Diretto e interpretato da Charlie Chaplin nel 1921 (ebbene sî, ha superato la veneranda età di100 anni) è il suo primo lungometraggio. Ma dentro c’è già tutto: la comicità, certo, ma soprattutto quella capacità unica di trasformare il dolore in qualcosa di universale.
La storia è semplice: un vagabondo trova un bambino abbandonato e decide di crescerlo. (Stop spoiler).
Eppure, in questa semplicità, nasce qualcosa di profondissimo.
Il piccolo, interpretato da Jackie Coogan, non è solo un coprotagonista. È un’anima che si muove all’unisono con Chaplin. Insieme danno vita a un legame che non ha bisogno di parole per esistere.
Ed è proprio qui che si comprende la grandezza di Chaplin: bastano pochi cartelli, uno sguardo. Il resto lo fa il cuore.

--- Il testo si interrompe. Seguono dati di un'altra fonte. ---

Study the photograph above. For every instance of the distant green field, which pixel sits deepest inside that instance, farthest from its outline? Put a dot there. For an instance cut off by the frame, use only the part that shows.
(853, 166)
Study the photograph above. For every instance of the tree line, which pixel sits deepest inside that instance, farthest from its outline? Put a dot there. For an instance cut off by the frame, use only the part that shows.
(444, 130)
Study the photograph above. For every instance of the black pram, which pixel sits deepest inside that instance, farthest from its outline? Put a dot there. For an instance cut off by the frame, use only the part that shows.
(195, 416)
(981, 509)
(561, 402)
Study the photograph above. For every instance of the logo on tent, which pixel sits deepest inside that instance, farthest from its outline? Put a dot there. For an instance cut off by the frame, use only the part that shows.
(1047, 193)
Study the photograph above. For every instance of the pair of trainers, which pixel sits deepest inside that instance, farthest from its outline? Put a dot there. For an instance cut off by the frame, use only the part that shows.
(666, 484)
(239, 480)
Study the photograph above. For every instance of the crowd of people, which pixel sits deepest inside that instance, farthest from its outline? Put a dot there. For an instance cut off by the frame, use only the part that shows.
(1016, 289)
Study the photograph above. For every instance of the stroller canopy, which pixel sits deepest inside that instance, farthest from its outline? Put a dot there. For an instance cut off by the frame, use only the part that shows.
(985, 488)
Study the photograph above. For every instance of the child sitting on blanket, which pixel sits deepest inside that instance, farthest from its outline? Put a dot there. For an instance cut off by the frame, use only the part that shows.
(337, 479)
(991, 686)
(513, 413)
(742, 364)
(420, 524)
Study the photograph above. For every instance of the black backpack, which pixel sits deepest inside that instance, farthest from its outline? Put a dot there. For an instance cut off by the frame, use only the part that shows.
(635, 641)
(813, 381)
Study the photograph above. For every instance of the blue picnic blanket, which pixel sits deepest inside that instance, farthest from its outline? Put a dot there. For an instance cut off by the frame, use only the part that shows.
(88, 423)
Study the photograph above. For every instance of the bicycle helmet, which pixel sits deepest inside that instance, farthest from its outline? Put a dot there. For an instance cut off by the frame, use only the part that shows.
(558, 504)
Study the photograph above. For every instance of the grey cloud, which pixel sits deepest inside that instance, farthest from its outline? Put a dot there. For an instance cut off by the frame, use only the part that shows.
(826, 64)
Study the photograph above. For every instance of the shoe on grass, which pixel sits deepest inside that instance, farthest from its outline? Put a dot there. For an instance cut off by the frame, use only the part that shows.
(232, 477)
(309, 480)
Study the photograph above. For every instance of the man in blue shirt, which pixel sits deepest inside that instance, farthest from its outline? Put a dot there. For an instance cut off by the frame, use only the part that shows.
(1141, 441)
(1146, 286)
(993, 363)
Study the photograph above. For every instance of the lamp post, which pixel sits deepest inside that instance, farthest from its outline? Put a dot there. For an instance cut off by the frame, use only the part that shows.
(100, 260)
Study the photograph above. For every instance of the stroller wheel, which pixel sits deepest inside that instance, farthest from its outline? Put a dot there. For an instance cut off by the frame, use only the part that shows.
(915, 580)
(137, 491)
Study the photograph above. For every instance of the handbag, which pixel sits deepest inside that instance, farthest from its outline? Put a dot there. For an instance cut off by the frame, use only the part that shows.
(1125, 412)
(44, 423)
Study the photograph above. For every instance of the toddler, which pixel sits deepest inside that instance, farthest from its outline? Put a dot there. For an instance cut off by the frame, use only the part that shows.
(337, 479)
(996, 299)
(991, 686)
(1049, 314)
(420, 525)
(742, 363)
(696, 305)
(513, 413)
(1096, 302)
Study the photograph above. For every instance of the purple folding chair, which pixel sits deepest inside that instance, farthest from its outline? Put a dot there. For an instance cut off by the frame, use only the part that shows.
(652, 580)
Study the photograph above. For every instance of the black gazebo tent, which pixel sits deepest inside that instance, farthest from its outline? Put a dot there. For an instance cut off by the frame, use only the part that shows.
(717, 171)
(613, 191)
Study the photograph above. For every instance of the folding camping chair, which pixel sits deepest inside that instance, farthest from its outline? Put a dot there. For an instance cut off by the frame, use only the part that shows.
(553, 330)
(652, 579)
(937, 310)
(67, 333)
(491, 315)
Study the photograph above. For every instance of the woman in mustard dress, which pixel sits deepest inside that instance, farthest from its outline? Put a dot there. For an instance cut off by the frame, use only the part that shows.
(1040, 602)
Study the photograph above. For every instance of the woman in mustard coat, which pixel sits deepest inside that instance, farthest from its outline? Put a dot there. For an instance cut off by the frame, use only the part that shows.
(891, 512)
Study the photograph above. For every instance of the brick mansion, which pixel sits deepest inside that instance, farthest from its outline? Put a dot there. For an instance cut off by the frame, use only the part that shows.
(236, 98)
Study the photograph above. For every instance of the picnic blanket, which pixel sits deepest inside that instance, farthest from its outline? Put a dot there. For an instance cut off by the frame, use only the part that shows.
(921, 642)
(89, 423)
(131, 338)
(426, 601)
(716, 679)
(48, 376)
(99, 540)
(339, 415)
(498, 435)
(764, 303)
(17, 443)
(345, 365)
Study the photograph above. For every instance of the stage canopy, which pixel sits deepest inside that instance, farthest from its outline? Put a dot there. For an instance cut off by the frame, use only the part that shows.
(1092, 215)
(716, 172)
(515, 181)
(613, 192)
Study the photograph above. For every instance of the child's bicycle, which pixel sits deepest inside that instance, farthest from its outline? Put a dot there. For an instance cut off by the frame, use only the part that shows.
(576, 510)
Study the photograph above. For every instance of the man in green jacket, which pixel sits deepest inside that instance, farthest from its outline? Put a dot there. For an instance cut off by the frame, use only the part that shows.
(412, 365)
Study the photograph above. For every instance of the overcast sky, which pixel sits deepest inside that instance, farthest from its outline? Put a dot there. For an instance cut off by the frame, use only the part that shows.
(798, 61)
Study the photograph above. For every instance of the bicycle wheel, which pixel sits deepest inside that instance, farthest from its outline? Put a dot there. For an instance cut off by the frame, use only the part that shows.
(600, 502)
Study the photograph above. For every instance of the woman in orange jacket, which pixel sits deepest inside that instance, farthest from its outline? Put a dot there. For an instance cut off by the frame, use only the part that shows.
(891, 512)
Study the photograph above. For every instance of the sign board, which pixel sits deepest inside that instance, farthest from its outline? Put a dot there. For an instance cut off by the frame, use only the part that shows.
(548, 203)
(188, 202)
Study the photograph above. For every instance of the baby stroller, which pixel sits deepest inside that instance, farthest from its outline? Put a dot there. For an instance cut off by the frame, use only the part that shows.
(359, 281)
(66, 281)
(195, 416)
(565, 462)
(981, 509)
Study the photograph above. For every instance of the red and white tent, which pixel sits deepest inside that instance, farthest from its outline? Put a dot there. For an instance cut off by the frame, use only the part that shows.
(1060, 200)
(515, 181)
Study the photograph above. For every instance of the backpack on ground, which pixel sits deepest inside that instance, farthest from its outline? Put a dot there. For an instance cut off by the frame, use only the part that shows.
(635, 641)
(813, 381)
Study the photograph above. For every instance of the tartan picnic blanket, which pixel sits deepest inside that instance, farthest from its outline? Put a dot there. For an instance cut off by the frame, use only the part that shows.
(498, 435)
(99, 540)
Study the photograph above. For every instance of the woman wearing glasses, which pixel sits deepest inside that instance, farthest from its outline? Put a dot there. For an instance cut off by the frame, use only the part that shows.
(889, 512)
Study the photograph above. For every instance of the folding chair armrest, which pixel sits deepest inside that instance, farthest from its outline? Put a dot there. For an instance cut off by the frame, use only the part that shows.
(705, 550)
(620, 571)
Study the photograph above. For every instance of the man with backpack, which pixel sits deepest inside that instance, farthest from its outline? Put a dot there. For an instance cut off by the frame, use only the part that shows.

Si ride anche, sì. Ma si ride con una stretta dentro.
Non è un caso che Totò lo considerasse il suo maestro.
Perché in Chaplin c’è già tutto quello che rende grande la comicità: la capacità di far ridere senza mai dimenticare l’uomo.
Peccato che abbiano rimosso la possibilità di guardalo dalla pagina di Wikipedia dedicata al film.
Non ho dubbio alcuno, The Kid è il capolavoro di Chaplin che preferisco in assoluto.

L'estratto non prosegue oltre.